A few months after the trial of the November 13 attacks, French cinema seized on this highly flammable subject. After the modesty of Alice Winocour in Revoir Paris, place to the nervous tension of Cédric Jimenez for November. As usual, the filmmaker ignores all emotion and subtlety in the service of an absolute: efficiency.
November: a tense thriller, but depoliticized to the extreme
Since the turmoil caused by Bac Nord, Cédric Jimenez is like a tightrope walker on his line. Tossed around according to the controversies, the filmmaker continues his path on a winding path, dedicating his art to the sacrosanct tension of the nervous thriller, a subgenre that has elevated him to the rank of director now awaited. With November, a film about the Paris attacks of autumn 2015, we can recognize the hothead character of Jimenez, not really afraid of what seems to be the most delicate social subject in France for many years. In this thriller without any real main protagonist, the viewer immerses himself in the anti-terrorist brigade that tracked down the terrorists of November 13, until the confrontation with Abdelhamid Abaaoud in an apartment in Saint-Denis, five days later. A fantasized and tense dive into a moment when the heart of Paris and France has stopped beating. All the ingredients of Cédric Jimenez's cinema are present. From the overarchetypal nature of the protagonists, to the formidable efficiency of the staging, the spectator who has not missed La French or Bac Nord will not be in unfamiliar territory. However, the latter is undermined. It is impossible for the filmmaker to approach the issue of Islamist attacks too head-on, not daring to show images of terrorists in full act, or even images of damage, victims, suffering. Through nervousness, his paradigmatic obsession as a director, Jimenez is only interested in the fluidity of the story, evading both sensitive testimonies and the most subversive situations.

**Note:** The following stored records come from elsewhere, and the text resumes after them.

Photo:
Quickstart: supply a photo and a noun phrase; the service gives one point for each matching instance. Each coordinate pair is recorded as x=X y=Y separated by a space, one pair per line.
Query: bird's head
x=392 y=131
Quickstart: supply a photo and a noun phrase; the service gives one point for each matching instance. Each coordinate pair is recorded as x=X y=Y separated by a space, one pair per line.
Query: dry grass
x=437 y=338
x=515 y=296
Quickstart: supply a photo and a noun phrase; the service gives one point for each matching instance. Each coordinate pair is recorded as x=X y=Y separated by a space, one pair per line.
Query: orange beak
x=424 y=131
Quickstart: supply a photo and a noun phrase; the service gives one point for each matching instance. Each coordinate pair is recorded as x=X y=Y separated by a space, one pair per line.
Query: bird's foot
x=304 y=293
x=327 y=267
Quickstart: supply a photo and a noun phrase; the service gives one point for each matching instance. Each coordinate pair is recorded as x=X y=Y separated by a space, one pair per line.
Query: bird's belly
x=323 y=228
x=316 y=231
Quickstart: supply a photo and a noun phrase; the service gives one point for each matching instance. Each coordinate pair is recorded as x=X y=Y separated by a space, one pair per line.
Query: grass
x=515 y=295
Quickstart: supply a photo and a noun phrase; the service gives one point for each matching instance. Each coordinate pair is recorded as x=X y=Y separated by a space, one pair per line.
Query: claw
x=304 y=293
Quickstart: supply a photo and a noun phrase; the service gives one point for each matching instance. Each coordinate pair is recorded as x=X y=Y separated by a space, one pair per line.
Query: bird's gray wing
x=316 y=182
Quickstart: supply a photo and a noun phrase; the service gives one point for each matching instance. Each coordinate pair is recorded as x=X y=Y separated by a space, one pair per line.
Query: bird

Hide this humanity I cannot see
This question from the distanced point of view, which will be qualified as appropriate by most, especially by the victims themselves (moreover not really solicited upstream, nor shown in the work), raises many questions, both ethical and artistic. Should we already deal with the question of November 13 in cinema? So how? In the dark rooms, two visions are confronting each other at this moment. The humanist and modest one of Alice Winocour in Revoir Paris, dealing with the trauma of a woman (Virginie Efira) and a man (Benoit Magimel) victims of the attack on the terraces, and the quasi-clinical one of Cédric Jimenez. Unlike its female counterpart, the Marseille director plays the card of complete dehumanization. Because little or nothing characterizes the characters of this story, comparable to puppets whose threads seem to be controlled by the forces of fate. A strong (or lazy) choice, reflecting the obligation to erase the rescue and investigation services, propelled symbolic "heroes" of the story, caught in an infernal whirlwind that they never thought they would have to face. But it is also a handicap for history, nothing really attaching us to its figures and intrinsically, to this history, except by its brutality.
Committed actors
If questioning the morality of the work is no more relevant than the choice of the director itself, the problem of impact is obvious. Because to want to depoliticize such a hot subject to such an extent, to dispossess the bodies of their souls, the shock that November should cause is greatly diminished. So much so that in his complacent rectitude, Jimenez plays with our nerves with artifices of editing, sound mixing favoring the immersive character. Without ever asking even the slightest social question to its viewer, he levels his new film, certainly of good quality, to a gruff entertainment quite captivating. This is the most disturbing posture of his cinema, because by absolving himself of any political commitment, Cédric Jimenez distills a disturbing ambiguity that makes one uncomfortable. And this, despite all the qualities inherent in his style. Because November remains, like Bac Nord last year, a roller coaster where heart palpitations are felt more than once. Thanks to a rather remarkable art of sequencing, the filmmaker proves from film to film his ability to build memorable passages by their technicality. It is clear that this famous design of efficiency, so praised by Jimenez, is once again accomplished. Nervous from start to finish, Novembre also benefits from committed actors, Jean Dujardin and Anaïs Demoustier in the lead, and a feeling of magnitude quite commendable, especially in a French cinema sometimes relet go of the cavalry. A real entertainment therefore, by a talented formalist. Is it enough of petaradant effects and a frenzied rhythm to shock? It is on this rhetorical question that leaves us stunned November, which, by striving to touch on its complex subject, abandons any dramatic and political ambition. Between characters whose horror we know nothing about and a context whose horror we do not grasp, it is difficult to even envisage a cathartic look at one of the darkest pages of the France of the twenty-first century. The great film that would help heal the gaping wounds will wait.